When I first joined the MAST Project last September, MAST did not exist - but it did have an ancestor.

My colleagues Richard and Dan, from the Thames Valley Safer Roads Partnership, had developed something they called Headline Data. It was successfully delivering socio-demographic analysis of crash data in the Thames Valley area - so successfully, in fact, that they even [won an award] for it. It seemed like such a neat idea they wanted it to share it with the world. The DfT agreed, funding was set up and so the MAST Project was born. It fell to me to deliver the Son of Headline Data.

Now long experience has taught me that when it comes to data, delivery is everything. You can give a client the most insightful, ingenious and potentially valuable analysis in all the world, but unless you deliver it in exactly the right way, you might as well not bother. If your clients can't instantly access it, don't immediately understand it or cannot see precisely how it fits their requirements, then they will simply ignore it. Any potential benefit will be lost and all your hard work was probably in vain. This may seem harsh, but it's often true - and if it's ever fallen to you to explain data analysis to someone who just doesn't get it, then you'll know exactly what I mean.

Headline Data had been delivered as a self-contained Excel spreadsheet, with lots of pivot table caches driving the analysis and a few macros thrown in to link it all together. That worked just fine for the Partnership Team in Thames Valley, and was OK for the handful of local partners who used it.
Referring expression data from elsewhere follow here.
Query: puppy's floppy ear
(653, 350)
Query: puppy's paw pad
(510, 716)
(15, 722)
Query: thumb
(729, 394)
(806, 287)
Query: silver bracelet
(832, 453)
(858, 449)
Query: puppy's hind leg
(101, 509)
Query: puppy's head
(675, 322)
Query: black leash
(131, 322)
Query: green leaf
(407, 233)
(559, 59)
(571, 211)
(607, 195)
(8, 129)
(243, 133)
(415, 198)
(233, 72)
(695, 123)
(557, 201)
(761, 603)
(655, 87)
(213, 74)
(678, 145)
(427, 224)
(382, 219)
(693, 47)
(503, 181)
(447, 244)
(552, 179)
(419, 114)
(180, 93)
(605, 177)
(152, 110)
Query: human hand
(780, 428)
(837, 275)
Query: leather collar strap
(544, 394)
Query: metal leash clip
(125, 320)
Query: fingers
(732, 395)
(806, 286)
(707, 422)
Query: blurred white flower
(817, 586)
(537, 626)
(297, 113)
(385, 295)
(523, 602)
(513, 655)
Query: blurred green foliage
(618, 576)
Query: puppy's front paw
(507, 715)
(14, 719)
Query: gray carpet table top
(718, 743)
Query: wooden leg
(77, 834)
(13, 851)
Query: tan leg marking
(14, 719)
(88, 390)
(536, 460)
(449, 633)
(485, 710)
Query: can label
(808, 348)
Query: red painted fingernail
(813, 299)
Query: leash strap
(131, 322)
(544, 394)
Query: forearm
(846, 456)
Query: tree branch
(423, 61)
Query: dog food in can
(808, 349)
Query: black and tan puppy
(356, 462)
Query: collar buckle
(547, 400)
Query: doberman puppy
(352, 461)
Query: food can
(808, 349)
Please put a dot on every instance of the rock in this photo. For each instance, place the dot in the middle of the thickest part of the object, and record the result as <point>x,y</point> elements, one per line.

However, when I constructed a sample Excel application along similar lines for MAST it quickly became apparent that this approach was not sufficiently scaleable. It was useful for demonstration purposes, but at the price of being slow, inflexible, tricky to operate and hard to maintain. As a method of delivering quality analysis to Road Safety practitioners all over the country, it was a non-starter.

So how should the MAST baby be delivered instead? How could it inherit the good qualities of its ancestor, while evolving into something which was better fitted to rise to the challenge of delivery on a national scale? Both the Project Team and Steering Group considered this question, and came to the same conclusion: forget desktop applications, and look to the Web!

Choosing a delivery route is one thing - but putting it into practice is another. In a future blog, I'll post a bit about how we went about approaching this task.